Lek bastante afectado se manifiesta: —Créanme que lo que menos quiero es poner a ninguno en riesgo, pero entiendo perfectamente la situación, principalmente el temor que pueden estar sintiendo ustedes en este momento solo por el hecho de estar aquí a mar abierto conmigo, lo comprendo perfectamente, sobre todo por lo que le sucedió a Ivik, pero quiero que comprendan una cosa, yo también debo buscar el sustento para mi familia, pues si no de que vivirán todos ellos—.
El hombre que no es para nada amigo y compañero de Lek, quien responde al nombre de Dinar, intenta decir algo, pero Lek se le adelante y sigue argumentando:
—Se que para todos ustedes lo mejor que es yo y mi familia nos vayamos en este instante de la tribu, pero pido un poco de compasión, no por mí, ni siquiera por mi esposa Ivaana, sino por nuestros hijos, ellos son tan vulnerable como los hijos de todos ustedes, no olvidemos que ante todo somos hermanos y humanos—. Responde Dinar:
—Y nuestras familias Lek, ¿Qué culpa tiene ellos de sus actos impensados?

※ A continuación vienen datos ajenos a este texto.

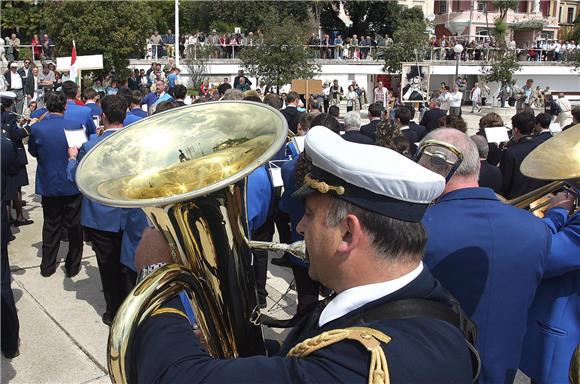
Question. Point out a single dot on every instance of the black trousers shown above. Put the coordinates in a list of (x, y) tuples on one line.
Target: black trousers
[(10, 327), (306, 288), (107, 247), (61, 212)]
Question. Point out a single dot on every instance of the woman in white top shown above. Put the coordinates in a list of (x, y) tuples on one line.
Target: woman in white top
[(351, 99)]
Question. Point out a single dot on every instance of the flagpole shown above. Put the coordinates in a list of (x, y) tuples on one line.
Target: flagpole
[(176, 49)]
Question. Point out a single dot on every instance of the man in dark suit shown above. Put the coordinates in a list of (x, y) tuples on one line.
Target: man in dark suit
[(291, 112), (543, 132), (489, 255), (103, 224), (431, 118), (61, 199), (9, 315), (370, 129), (417, 128), (352, 127), (489, 175), (514, 182), (403, 119), (346, 229)]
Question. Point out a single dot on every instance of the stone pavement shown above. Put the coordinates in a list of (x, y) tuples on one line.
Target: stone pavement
[(63, 339)]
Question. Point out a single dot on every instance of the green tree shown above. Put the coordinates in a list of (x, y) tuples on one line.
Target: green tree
[(117, 30), (281, 57), (410, 42), (368, 17), (501, 68)]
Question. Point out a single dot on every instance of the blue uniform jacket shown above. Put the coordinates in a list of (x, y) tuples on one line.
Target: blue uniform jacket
[(422, 350), (292, 206), (81, 114), (554, 318), (95, 215), (96, 111), (135, 224), (259, 196), (130, 119), (491, 257), (48, 144)]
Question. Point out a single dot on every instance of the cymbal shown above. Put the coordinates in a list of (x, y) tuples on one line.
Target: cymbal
[(556, 159)]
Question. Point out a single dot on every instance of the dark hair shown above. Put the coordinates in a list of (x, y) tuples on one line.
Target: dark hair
[(180, 91), (90, 94), (114, 108), (327, 121), (292, 96), (404, 115), (273, 100), (306, 120), (544, 120), (69, 88), (136, 97), (253, 98), (375, 109), (524, 122), (55, 102), (126, 93), (395, 240), (334, 110), (165, 106), (492, 119)]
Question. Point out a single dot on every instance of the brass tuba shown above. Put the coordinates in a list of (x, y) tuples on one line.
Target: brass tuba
[(555, 159), (187, 168)]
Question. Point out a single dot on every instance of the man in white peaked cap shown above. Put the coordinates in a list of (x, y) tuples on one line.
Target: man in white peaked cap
[(389, 319)]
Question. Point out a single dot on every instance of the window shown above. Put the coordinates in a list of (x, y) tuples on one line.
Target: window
[(570, 16)]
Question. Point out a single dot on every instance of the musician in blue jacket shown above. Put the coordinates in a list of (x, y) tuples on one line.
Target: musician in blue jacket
[(489, 255), (80, 113), (345, 227), (103, 224), (554, 318), (61, 199)]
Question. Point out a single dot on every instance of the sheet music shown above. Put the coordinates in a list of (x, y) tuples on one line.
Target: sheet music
[(496, 135), (75, 138)]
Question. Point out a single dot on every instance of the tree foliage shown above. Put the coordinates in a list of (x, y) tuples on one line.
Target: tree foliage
[(117, 32), (410, 42), (501, 69), (280, 57), (368, 17), (248, 15)]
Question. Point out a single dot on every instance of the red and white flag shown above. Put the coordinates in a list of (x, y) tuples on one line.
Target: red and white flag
[(73, 64)]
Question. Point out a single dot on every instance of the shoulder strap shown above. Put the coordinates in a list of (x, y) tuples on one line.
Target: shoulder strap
[(412, 308)]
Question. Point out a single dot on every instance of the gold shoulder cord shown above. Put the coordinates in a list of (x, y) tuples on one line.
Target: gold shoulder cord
[(370, 338)]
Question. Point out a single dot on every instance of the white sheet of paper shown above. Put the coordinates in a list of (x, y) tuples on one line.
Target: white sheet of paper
[(496, 135), (75, 138), (299, 142), (555, 128), (276, 174)]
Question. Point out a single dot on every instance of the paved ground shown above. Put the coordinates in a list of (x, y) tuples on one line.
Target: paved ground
[(62, 337)]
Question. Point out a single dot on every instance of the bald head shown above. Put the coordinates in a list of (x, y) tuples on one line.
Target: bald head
[(469, 167)]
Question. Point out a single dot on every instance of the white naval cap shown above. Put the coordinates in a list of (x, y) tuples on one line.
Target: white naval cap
[(374, 178)]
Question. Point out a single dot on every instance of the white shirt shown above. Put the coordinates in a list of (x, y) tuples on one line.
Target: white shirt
[(455, 100), (354, 298), (15, 80), (445, 99)]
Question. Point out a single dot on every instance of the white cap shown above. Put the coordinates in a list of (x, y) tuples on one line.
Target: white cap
[(372, 177)]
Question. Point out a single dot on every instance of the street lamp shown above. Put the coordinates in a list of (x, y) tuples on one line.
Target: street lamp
[(458, 48)]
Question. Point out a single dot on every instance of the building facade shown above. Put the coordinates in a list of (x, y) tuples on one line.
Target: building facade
[(532, 20)]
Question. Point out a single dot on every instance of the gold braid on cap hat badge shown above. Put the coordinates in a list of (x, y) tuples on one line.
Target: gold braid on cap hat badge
[(322, 186)]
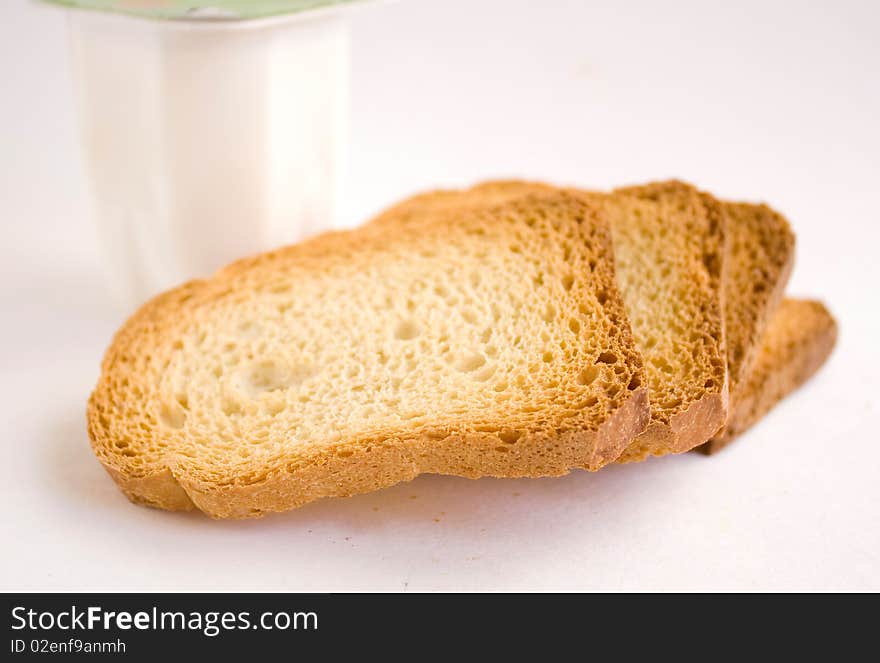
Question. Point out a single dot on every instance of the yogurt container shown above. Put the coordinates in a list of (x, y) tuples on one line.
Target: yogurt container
[(210, 130)]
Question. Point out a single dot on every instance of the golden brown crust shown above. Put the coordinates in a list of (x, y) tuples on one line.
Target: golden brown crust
[(158, 461), (697, 227), (798, 340), (685, 412)]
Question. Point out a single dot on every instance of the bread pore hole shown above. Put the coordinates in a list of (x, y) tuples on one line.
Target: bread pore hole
[(406, 330), (510, 437), (587, 376), (607, 358), (172, 415), (470, 362)]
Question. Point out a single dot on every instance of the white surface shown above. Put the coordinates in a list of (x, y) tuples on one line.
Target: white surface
[(214, 122), (751, 100)]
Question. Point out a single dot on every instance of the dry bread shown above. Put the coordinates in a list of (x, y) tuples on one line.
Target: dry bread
[(760, 259), (497, 345), (668, 246), (797, 342)]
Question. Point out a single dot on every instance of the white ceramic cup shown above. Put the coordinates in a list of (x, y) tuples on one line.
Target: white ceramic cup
[(206, 141)]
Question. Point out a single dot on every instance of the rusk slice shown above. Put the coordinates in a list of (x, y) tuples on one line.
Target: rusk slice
[(668, 245), (496, 346), (798, 340)]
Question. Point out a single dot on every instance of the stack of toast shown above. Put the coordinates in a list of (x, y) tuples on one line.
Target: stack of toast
[(511, 329)]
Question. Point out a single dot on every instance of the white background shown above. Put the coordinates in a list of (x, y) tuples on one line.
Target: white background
[(758, 100)]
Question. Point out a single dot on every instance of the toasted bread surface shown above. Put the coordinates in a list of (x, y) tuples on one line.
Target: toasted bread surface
[(668, 244), (798, 340), (494, 346)]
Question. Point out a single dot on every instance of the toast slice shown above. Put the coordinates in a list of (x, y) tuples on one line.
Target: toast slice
[(668, 245), (760, 259), (798, 340), (496, 346), (669, 248)]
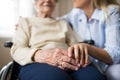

No debemos nosotros, ni nuestra sangre pagar por tus errores, me disculpas pero es así, además mira como nos está la Diosa castigando, ya tenemos varias horas aquí y ni un pequeño animal hemos podido cazar ni pescar—. Objeta entonces Lek: —Por supuesto que si Dinar, tienes toda la razón, y por eso les diré lo que acabo de decidir, para que se den cuenta ustedes que yo no soy para nada inconsciente, tal como me están queriendo hacer ver—.
Interviene el mayor de todos diciendo: —Me disculpan pero los ánimos están bastante caldeados, es mejor tranquilizarnos, y Lek por favor no tomes decisiones apresuradas, tu eres nuestro compañeros y aquí nadie tiene derecho a exigir nada, en tal caso eso lo debe determinar o el Chamán o el viejo, y eso con razones justas y argumentos—. Dice Lek entonces:
—En este caso no mi amigo, pues es una decisión personal, si ustedes creen que es por mi culpa que todo va como va, incluso para conseguir provisiones, a partir de ahora saldré solo en compañero de mi hijo, pero eso sí, les pido que no promuevan que nos expulsen de la tribu, no tenemos para donde ir, buscare la forma de ser perdonado por Sedna, si es por mí que está haciendo todo esto—. Dicen el amigo de Lek:
—No creo que estés haciendo las cosas bien, de verdad Lek piénsalo bien, salir a cazar solo no es nada fácil, tu hijo aún está muy tierno y no tiene la experiencia por si se presenta un improvisto, por favor hermanos, siempre nos hemos apoyado unos a otros incluso en momentos que hemos llegado sin nada a nuestras casas—. Contesta Dinar entonces:
—Primera cosa coherente que dices y haces Lek, y nadie tiene que oponerse a eso, pues él solo está protegiendo nuestro bienestar, ya que nosotros no tenemos nada que ver con ese acto tan estúpido e irresponsable que él hizo en el invierno, sobre que siempre nos hemos apoyado, déjenme decirles algo, sí es el caso, pero aquí no solo es escasez de alimentos; es algo mucho más delicado, es la maldición de una diosa, de una de las más importantes, la maldición de Sedna—. Continúa hablando Lek:
—Tienes razón Dinar, así es, yo no puedo ponerlos a todos ustedes en riesgo, además entorpecer sus labores, si ustedes creen que todo este es mi culpa, yo ya tome mi decisión, y nadie, absolutamente nadie me va hacer desistir de ella, otra cosa, sobre Ivik, eso no va a quedar así, hare lo posible e imposible por rescatarlo, algo voy hacer, porque no soy ni un cobarde ni un aprovechado, como se que han estado murmurando—.
Volviendo a la tribu, ya se encuentra dentro de la casa del Chamán Nuiana, la cual comienza a comentarle lo que le ha sucedido a su esposo. El se muestra muy interesado primordialmente al escuchar que Lek estaba muy vinculado a aquella manifestación mística, pero aquello le parece muy extraño, en tanto tiempo de vida y la información proveniente de sus antepasados algo así nunca había sucedido, lo cual es bastante curioso. Le pregunta entonces:
—Tendrá eso que ver con el “milagro” que supuestamente le sucedió a Lek, habrá de verdad el robado o faltado a alguna de las leyes causando la ira de Sedna, necesito que seas totalmente sincera, si de verdad quieres de que te ayude, necesito que me digas absolutamente todo—.